Rampaul returned to cricket when he turned up in Trinidad league cricket in February 2005, and represented Trinidad and Tobago again during the 2005–06 KFC Cup in October, where he played four matches and was Trinidad and Tobago's leading wicket-taker along with Samuel Badree. However, Rampaul sustained a leg injury, and did not play any games during the first-class Carib Beer Series, which his team won.

===Return from injury===
In July 2006, Rampaul was awarded a cricket scholarship by the Australian High Commissioner to Trinidad and Tobago, and attended coaching sessions in Australia.

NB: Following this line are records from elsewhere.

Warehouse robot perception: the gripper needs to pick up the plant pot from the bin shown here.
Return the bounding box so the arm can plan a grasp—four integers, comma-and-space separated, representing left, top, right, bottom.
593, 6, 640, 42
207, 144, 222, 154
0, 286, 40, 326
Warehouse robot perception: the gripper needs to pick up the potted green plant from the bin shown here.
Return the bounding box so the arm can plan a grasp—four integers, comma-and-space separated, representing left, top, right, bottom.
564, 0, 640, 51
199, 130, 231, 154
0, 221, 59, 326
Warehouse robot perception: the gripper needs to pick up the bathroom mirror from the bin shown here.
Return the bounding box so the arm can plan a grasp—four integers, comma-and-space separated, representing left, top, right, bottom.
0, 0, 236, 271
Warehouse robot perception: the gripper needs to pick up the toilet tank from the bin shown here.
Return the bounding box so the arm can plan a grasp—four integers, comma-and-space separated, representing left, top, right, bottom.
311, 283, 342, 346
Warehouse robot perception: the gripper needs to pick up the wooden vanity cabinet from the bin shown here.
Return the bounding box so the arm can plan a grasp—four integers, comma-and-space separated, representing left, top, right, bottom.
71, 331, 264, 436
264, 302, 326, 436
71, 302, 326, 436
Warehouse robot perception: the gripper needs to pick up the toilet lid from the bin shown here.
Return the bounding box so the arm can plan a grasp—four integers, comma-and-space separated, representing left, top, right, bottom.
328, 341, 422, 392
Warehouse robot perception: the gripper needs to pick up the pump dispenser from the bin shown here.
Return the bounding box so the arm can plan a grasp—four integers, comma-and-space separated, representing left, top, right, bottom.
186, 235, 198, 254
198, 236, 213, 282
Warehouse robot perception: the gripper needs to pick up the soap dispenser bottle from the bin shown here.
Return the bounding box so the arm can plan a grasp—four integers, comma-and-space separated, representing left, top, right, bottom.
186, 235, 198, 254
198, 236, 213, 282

Rampaul became Ireland's overseas player for the 2008 Friends Provident Trophy. He helped them win their first FP Trophy game for two years against Warwickshire. In six matches for Ireland Rampaul took 10 wickets at an average of 28.70, with best bowling figures of 3/40.

Pakistan toured the West Indies in April and May 2011 for a T20I, five ODIs, and two Tests. Osman Samiuddin remarked that during the Tests Rampaul "ran in precisely with the enthusiasm of a man unable to believe how his career has suddenly soared, racing in so the dream doesn't suddenly end". Rampaul was the West Indies leading wicket-taker in the two test series, with eleven dismissals at an average of 20.90. India began a tour of the West Indies in June. Rampaul was fined 10 per cent of his match fee for the first Test for questioning the umpire's decision when he was given out. He eventually earned ten wickets in the three-match test series at an average of 24.90.

A shoulder injury in March prevented Rampaul from playing domestic cricket for Trinidad and Tobago; a bout of dengue fever the same month prevented him from playing in the ODI series against Australia. He began club cricket towards the end of the month and hoped to represent Trinidad and Tobago to prove his fitness to the national selectors. At last Rampaul was included in the team for the third and final Test after an injury to fellow fast bowler Fidel Edwards.

In September 2021, Rampaul was named in the West Indies' squad for the 2021 ICC Men's T20 World Cup.

=== County cricket ===
During March 2016 Rampaul signed a two-year contract to play for Surrey County Cricket. On his debut for the side, he picked up 5 for 93, at Trent Bridge against Nottinghamshire in the English County Championship. Rampaul was a member of the Surrey side which reached the final of the 2017 Royal London One Day Cup. In October 2017, Rampaul joined Derbyshire, in a three-year deal.

==Bowling style==
In 2004, at the age of 19, Rampaul was regularly bowling in excess of 81 mph and by 2011 the usual pace of his deliveries was pushing 90 mph. Rampaul is well known for his swing bowling, in the words of ESPNcricinfo's Daniel Brettig, "Sending the ball down at brisk pace, Rampaul maintains an immaculate seam position, maximising his chances of early deviation through the air or off the pitch".